Ondas Invisibles 455: Capítulo 448.

Ondas Invisibles —Criaturas pequeñas que se agrupan como insectos miasmáticos suelen ser utilizadas como espías —dijo Kei mientras avanzaban por el camino recién abierto—.

Ella hablaba para la grabación, pero Dheera y Leehan también aguzaron sus oídos para escuchar—.

Deben haber venido debido a que abrimos el camino con un movimiento tan llamativo.

Zein soltó una risa.

No tenía idea de si este explorador estaba haciendo una narrativa o menospreciando a sus compañeros de escuadra.

Quizá ambas.

Y los que habían hecho ese movimiento llamativo resoplaron en el frente al escuchar su comentario.

—Pero, Señora, ¿no atraería ese movimiento también a otras bestias de por aquí, no solo a los espías?

—preguntó Dheera, la chica siempre curiosa.

—Ese es esencialmente el plan —respondió Kei con una sonrisa—.

Mejor cebarlas ahora que pasar el resto del viaje sintiéndose tenso esperando emboscadas.

—Ooh…

—Dheera asintió repetidamente.

—Y eso significa que tendrás que trabajar duro —Zein palmeó su cabeza.

—Oh…

Zein soltó una risa y chasqueó los dedos frente a los dos guías.

—Dime otra vez de quién estás a cargo?

Dheera y Leehan enderezaron su espalda y respondieron de inmediato.

—De los apoyos —dijo Dheera—.

De los tanques —agregó Leehan.

Zein asintió.

Los distribuidores de daño, quienes usarían la mayoría de habilidades y se corrompían más rápido que cualquiera, estarían manejados por Zein.
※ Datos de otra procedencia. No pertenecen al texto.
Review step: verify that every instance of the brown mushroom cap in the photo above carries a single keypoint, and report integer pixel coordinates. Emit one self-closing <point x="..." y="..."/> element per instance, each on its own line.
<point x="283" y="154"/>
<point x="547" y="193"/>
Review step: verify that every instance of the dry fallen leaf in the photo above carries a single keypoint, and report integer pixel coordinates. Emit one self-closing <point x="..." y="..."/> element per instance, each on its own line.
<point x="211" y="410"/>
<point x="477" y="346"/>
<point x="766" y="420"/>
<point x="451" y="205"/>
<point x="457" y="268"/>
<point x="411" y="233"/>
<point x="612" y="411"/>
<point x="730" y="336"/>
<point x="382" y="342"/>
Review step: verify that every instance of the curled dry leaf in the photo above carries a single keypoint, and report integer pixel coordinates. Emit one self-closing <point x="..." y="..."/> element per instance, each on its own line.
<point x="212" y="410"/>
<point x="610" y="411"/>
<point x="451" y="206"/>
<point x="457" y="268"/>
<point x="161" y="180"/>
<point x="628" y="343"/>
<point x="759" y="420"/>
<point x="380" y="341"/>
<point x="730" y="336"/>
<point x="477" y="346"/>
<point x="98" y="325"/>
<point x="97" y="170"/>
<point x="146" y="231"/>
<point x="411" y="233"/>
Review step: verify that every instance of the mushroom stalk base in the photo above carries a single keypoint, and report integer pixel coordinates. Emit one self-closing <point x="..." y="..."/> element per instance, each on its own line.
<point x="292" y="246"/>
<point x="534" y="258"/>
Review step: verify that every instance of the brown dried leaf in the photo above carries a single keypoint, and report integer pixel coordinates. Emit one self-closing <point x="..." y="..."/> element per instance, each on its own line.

—Dieciséis grupos, cincuenta y cuatro canes adultos —Ron emergió de la sombra de Bassena, informando incluso mientras su cuerpo se reformaba de nuevo a humano—.

Nueve en el campo, tres en la colina izquierda y cuatro en la retaguardia hacia el río.

Un tres-cuernos está liderando toda la manada.

—¿Solo tres-cuernos?

Entonces aún no se ha convertido en Cerberus?

—Podría comerse a sus parientes y cambiar en medio de la batalla si se siente amenazado —Ron alejó su cabello desordenado del cambio a sombra.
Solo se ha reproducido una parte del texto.